Idi Amin was born in Buganda to parents who came from northwestern Uganda. He received little formal education and pursued a career in the army from a young age. Amin gained the attention and admiration of his superiors by becoming the heavyweight boxing champion of Uganda, a title he held from 1951 to 1960. Idi Amin was a sergeant in the British colonial army. After Uganda’s independence, Amin rose in the Ugandan armed forces to the position of Commander-in-Chief. In 1971, Amin seized control of the government and ruled Uganda for 8 years till 1979 when he was ousted by a combined force of Uganda exiles and Tanzania forces.
Amin will be remembered for reigning over a brutal regime undr which many Ugandans lost their lives in cold blood.
Idi Amin is also remembered for his outbursts and dimplomatic antics. In 1976, Amin offered safe haven to Palestinian hijackers, who had hijjacked a French Airliner enroute to Isreal.

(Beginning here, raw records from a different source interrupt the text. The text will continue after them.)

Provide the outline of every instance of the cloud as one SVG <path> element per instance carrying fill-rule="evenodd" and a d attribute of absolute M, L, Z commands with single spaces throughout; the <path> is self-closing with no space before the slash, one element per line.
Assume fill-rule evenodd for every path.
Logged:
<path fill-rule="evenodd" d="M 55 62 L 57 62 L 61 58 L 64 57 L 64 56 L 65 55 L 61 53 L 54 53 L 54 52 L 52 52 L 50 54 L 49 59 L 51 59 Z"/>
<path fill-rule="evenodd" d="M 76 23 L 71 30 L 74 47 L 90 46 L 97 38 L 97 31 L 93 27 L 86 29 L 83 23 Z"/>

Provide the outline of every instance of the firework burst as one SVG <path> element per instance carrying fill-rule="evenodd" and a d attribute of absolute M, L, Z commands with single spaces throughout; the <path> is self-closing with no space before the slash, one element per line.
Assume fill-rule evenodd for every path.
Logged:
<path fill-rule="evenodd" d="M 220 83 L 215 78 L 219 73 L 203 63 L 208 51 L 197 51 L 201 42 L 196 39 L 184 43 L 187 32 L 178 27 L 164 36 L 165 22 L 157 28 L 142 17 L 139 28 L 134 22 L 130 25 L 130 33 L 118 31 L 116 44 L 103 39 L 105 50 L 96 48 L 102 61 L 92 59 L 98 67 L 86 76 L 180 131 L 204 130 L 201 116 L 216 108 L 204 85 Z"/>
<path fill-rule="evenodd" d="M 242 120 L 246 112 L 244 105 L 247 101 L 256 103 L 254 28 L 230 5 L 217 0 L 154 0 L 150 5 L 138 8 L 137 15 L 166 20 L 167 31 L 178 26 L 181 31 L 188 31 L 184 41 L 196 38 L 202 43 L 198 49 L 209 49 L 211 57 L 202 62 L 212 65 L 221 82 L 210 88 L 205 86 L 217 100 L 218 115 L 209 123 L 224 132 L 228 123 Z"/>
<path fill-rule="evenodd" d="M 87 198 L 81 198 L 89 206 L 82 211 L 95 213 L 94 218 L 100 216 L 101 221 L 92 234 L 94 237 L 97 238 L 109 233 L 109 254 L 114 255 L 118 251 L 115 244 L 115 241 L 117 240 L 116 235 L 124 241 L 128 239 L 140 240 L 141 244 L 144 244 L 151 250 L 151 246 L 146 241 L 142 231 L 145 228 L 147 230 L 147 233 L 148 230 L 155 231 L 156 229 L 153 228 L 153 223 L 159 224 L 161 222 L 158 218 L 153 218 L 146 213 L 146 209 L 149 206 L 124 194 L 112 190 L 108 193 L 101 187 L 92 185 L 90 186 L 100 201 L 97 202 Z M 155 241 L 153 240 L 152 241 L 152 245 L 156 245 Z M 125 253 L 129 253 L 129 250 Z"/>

Amin fled to Libya where he was offered asylum, but after an altercation between his security guards and the Libyan police, he was forced to leave at the end of 1979. He then accepted asylum in Saudi Arabia, settling in Jiddah. He made one known attempt to return to Uganda, in early 1989, getting as far as Kinshasa, Zaire (now the Democratic Republic of the Congo), where he was identified and forced to return to Saudi Arabia.